Original Question: After doing a lot of research, I am not very comfortable about continuing to feed Teddy a "high end" commercial dog food. I want to feed her food cooked at home but I want to make sure that she is getting all of the vitamins and minerals that she needs to grow and develop correctly. Do you have any holistic recipes that would provide her the vitamins and minerals from her food? I was going to cook leg and thigh quarters of chicken (of course removing the bones & saving for a stock). Also adding green beans, carrots, beet pulp, boiled eggs & blending eggs shells for calcium. If not can you recommend a supplement to add. - Amy
Thanks for your question!
It is wonderful that you want to provide the best possible nutrition for your dog. The benefit of feeding a commercial diet is that you can be assured it is nutritionally balanced, having all the vitamins and minerals your pet needs. It also provides a cost-effective and convenient option for most pet owners. You can certainly also achieve a balanced home-cooked diet, but it does take a lot of careful planning and time to do correctly.
The most important thing to remember is that it is very difficult to know how much of each food item to add to get the right amounts of nutrients, vitamins and minerals. For this reason, I always recommend following a recipe. There are some excellent home-cooked recipes available that are developed by veterinarians and nutritionists. There are also a lot of recipes out there that are not based on sound nutritional science, so please be cautious. A vitamin and mineral supplement designed for dogs (not the same as for cats – as the requirements vary) is typically required to ensure the diet is balanced. I cannot recommend a specific recipe or product here, but your veterinarian will be able to provide you with this information. In addition, one reliable resource you may find helpful regarding pet nutrition is the American College of Veterinary Nutrition (http://www.acvn.org).
Additional factors to consider are the pet’s age, and if there are any illnesses. Puppies, adults and senior pets all have different nutritional needs, and a recipe for one may not be appropriate for another.

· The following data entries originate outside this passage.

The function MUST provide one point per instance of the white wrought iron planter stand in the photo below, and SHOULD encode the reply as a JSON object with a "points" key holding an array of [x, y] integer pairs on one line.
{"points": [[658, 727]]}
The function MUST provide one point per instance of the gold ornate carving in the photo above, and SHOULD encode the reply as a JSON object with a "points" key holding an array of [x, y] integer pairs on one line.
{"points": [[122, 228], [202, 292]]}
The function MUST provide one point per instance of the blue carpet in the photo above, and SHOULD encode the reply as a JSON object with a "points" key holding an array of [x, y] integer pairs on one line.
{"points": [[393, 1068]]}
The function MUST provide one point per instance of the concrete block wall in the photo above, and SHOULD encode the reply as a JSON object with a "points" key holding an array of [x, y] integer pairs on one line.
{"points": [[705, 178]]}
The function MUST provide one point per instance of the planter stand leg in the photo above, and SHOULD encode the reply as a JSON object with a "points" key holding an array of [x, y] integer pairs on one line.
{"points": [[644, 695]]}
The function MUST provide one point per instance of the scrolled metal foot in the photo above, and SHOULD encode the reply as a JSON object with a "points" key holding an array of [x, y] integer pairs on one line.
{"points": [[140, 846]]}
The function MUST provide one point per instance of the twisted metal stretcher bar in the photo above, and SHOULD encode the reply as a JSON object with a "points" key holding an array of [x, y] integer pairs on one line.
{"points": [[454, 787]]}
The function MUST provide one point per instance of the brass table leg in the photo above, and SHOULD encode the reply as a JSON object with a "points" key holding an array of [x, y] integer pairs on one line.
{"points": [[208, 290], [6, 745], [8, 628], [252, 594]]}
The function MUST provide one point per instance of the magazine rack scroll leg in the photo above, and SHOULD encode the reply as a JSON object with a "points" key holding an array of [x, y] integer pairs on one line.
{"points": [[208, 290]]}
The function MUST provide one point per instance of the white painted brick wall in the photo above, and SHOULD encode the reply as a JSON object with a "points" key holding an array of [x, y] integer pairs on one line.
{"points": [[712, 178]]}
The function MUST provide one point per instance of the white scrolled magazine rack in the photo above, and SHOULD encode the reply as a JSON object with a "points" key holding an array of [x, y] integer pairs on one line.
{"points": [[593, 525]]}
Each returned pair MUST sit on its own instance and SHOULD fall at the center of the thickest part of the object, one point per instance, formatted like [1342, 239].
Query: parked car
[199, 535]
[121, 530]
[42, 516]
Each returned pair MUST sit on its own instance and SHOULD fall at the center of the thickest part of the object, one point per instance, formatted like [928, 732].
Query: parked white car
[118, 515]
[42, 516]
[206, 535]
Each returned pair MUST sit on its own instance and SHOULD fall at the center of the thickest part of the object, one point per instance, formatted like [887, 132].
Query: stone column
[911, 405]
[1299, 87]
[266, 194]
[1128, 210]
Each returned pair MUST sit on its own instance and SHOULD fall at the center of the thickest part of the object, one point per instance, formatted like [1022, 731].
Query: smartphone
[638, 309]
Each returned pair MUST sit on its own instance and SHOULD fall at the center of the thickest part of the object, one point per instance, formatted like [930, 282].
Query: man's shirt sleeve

There are also many health conditions that will determine which recipe to use. For example, if a pet has food allergies then you will need to tailor the diet to avoid certain ingredients. It is best to work with your veterinarian to figure all of this out – they may consider consulting with a board certified veterinary nutritionist to design something exclusively for your pet’s needs.
I hope this gives you some insight – wishing you all the best.